Een andere verklaring voor de opkomst van het fascisme gaat uit van de ondergang van het proletariaat door het einde van waardecreatie. Micha Brumlik schrijft: “Hier het proletariaat, daar de excessieve, decadente rijkdom: dat is precies de situatie waarin westerse, post-industriële samenlevingen zich nu bevinden (…) op een zodanig toegespitste wijze dat een nieuwe vorm van fascisme niet langer onmogelijk lijkt. De motor van dit afglijden (…) is de arbeidersklasse die als gevolg van digitalisering en globalisering ‘objectief’ overbodig wordt.” (Blätter für Deutsche und internationale Politik 8/18). Maar het afglijden betreft alle groepen. De AfD krijgt 19 procent van de stemmen van arbeiders – zo groot is hun aandeel in de bevolking als geheel. In de Verenigde Staten hebben het proletariaat in de Rust Belt, de christenfundamentalisten, de nationalistische keynesianen, de Tea Party-republikeinen, de Ku Klux Klan en de alt-Right beweging gezamenlijk Donald Trump tot winnaar gemaakt.

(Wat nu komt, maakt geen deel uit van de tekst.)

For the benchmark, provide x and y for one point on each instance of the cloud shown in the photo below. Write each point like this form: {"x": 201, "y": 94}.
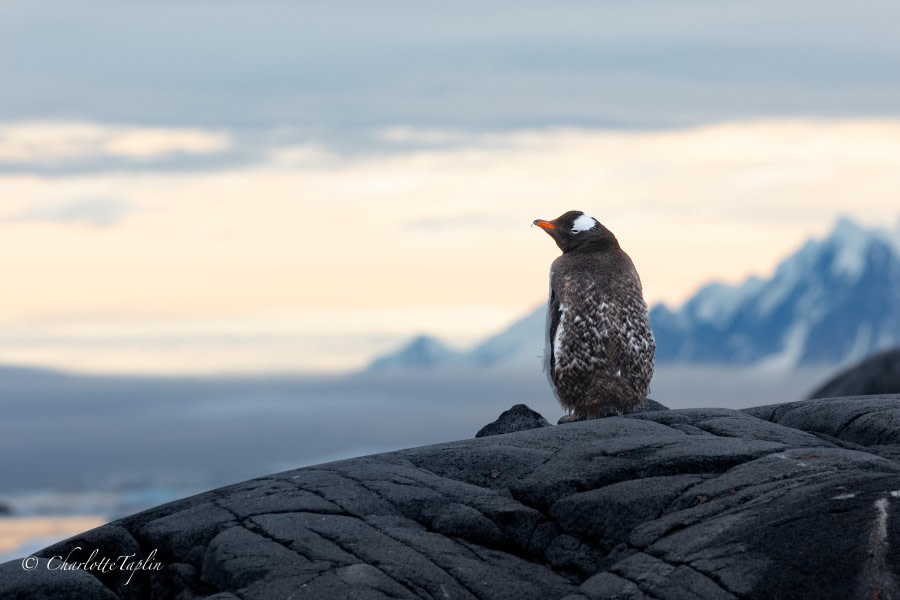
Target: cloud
{"x": 54, "y": 143}
{"x": 423, "y": 227}
{"x": 97, "y": 213}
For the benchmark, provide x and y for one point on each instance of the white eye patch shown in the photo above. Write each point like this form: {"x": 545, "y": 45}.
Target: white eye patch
{"x": 583, "y": 223}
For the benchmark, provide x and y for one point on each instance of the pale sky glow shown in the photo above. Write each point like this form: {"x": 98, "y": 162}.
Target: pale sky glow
{"x": 48, "y": 142}
{"x": 368, "y": 249}
{"x": 209, "y": 187}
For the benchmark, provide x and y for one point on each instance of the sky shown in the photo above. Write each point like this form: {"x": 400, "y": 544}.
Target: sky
{"x": 230, "y": 187}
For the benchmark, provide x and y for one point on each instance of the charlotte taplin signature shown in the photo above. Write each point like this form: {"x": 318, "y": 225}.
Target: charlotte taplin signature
{"x": 95, "y": 562}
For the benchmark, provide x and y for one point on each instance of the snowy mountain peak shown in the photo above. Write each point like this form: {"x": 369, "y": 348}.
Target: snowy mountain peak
{"x": 422, "y": 351}
{"x": 834, "y": 300}
{"x": 851, "y": 243}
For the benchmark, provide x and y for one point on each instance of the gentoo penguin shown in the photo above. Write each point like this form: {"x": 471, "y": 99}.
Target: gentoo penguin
{"x": 599, "y": 346}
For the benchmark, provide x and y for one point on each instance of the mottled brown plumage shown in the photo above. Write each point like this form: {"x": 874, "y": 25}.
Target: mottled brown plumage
{"x": 599, "y": 345}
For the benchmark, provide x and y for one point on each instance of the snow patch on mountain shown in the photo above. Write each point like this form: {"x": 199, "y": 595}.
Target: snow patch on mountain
{"x": 834, "y": 300}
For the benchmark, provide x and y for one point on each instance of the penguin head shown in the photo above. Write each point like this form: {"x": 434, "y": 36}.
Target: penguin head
{"x": 576, "y": 231}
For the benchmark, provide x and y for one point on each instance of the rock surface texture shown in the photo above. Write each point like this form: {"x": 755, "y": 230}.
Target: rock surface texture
{"x": 795, "y": 501}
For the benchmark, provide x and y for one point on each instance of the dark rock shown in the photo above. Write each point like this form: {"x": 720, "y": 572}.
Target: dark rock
{"x": 879, "y": 374}
{"x": 795, "y": 501}
{"x": 648, "y": 405}
{"x": 517, "y": 418}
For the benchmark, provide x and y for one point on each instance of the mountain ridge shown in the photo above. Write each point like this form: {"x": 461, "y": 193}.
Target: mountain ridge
{"x": 830, "y": 302}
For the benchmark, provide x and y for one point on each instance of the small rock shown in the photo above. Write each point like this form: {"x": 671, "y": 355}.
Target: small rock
{"x": 517, "y": 418}
{"x": 879, "y": 374}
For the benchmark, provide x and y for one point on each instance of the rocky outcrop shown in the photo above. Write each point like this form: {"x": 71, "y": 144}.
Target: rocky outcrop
{"x": 795, "y": 501}
{"x": 878, "y": 374}
{"x": 517, "y": 418}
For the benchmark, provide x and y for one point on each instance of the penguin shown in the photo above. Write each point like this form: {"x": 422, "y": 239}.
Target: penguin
{"x": 599, "y": 347}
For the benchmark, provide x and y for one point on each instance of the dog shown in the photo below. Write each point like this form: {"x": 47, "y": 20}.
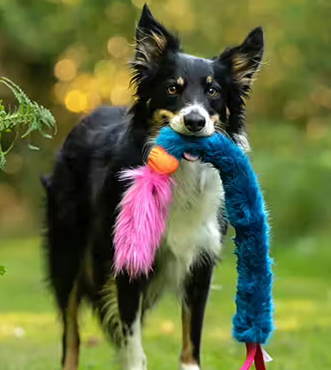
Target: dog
{"x": 195, "y": 97}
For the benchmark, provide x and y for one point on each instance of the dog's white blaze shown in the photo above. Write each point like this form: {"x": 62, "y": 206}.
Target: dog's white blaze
{"x": 193, "y": 226}
{"x": 178, "y": 125}
{"x": 132, "y": 356}
{"x": 189, "y": 367}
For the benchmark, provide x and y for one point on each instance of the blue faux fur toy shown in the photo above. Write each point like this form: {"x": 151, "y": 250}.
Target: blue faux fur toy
{"x": 253, "y": 321}
{"x": 137, "y": 238}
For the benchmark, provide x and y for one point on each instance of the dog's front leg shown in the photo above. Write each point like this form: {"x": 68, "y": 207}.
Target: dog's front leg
{"x": 193, "y": 307}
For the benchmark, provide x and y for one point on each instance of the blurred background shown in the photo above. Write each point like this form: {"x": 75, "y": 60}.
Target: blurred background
{"x": 71, "y": 56}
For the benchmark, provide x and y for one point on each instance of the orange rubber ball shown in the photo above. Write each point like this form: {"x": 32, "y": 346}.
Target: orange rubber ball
{"x": 162, "y": 162}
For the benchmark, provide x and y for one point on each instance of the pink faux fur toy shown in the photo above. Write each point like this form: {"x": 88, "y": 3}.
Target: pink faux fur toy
{"x": 144, "y": 212}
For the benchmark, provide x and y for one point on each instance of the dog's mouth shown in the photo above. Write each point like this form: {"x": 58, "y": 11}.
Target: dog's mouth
{"x": 191, "y": 158}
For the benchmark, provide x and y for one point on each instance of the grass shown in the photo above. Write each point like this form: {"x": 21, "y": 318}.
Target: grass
{"x": 30, "y": 332}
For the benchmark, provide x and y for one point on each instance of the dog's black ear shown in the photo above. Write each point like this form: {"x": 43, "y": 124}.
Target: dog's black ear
{"x": 152, "y": 40}
{"x": 245, "y": 60}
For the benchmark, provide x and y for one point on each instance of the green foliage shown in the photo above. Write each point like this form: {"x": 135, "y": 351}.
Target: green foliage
{"x": 28, "y": 114}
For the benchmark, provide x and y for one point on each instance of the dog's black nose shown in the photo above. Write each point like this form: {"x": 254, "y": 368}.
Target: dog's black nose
{"x": 194, "y": 122}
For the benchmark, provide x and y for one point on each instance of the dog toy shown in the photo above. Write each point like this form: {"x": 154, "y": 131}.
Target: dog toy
{"x": 142, "y": 219}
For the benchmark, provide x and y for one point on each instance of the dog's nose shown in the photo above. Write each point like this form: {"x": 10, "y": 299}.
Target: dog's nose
{"x": 194, "y": 122}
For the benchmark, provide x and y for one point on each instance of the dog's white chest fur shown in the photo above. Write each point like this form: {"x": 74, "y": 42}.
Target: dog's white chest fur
{"x": 192, "y": 227}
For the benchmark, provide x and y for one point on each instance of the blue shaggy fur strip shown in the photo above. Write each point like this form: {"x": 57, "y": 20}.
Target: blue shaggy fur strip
{"x": 253, "y": 321}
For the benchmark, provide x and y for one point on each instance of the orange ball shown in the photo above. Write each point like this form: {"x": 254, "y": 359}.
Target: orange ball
{"x": 162, "y": 162}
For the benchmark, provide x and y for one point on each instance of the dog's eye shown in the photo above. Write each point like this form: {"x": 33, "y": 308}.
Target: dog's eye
{"x": 212, "y": 92}
{"x": 172, "y": 90}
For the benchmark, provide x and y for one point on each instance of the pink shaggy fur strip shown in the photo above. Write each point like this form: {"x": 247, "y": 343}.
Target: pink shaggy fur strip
{"x": 142, "y": 220}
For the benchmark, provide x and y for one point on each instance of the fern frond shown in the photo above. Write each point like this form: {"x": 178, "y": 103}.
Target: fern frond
{"x": 27, "y": 114}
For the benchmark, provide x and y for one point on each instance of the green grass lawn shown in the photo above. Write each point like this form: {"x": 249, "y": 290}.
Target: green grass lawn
{"x": 30, "y": 332}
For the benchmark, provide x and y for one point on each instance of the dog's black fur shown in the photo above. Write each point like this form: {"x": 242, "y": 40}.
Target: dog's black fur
{"x": 83, "y": 191}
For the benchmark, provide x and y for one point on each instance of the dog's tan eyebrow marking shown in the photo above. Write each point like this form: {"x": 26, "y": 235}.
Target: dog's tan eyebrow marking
{"x": 180, "y": 81}
{"x": 209, "y": 79}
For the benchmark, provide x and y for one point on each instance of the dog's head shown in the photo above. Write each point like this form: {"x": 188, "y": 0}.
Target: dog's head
{"x": 195, "y": 96}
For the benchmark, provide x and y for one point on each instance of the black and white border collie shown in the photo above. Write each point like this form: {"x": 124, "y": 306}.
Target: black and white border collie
{"x": 195, "y": 96}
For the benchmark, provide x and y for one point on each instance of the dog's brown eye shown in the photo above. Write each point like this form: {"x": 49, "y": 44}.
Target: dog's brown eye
{"x": 212, "y": 92}
{"x": 172, "y": 90}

Steeds weer wordt het einde van de waardeproductie uitgeroepen. In 1899 voorspelde Rosa Luxemburg de ineenstorting. De SDS meende in 1967 dat “de totaliteit van het machinesysteem de wet van waardeproductie afgeschaft” zou hebben. En vandaag de dag zou kapitaal zich opnieuw hebben afgekeerd van “waarde creërend werk”.

In werkelijkheid bevinden we ons niet in een post-industriële periode, maar in de grootste industriële boom aller tijden. Toen Marx het kapitalisme analyseerde op basis van de situatie van 1861, waren er 1,7 miljoen industriële arbeiders in Engeland, toen de toonaangevende industriële natie. Vandaag de dag zijn dat er 300 miljoen in China. In de belangrijkste geïndustrialiseerde landen is het aantal industriële arbeiders in 150 jaar met 17.000 procent gestegen – en het sterkst in de afgelopen 20 jaar. Het idee dat deze massa mensen geen meerwaarde produceert, dat wil zeggen niet wordt uitgebuit, is net zo esoterisch als de suggestie dat de mens zonder uitbuiting gek (agressief) zou worden.

Rainer Trampert
(Dit is een vertaling door Gerard Zijlstra (op doorbraak) van het artikel Die Geister des Faschismus dat op 9 augustus 2018 verscheen in het Duitse weekblad Jungle World.)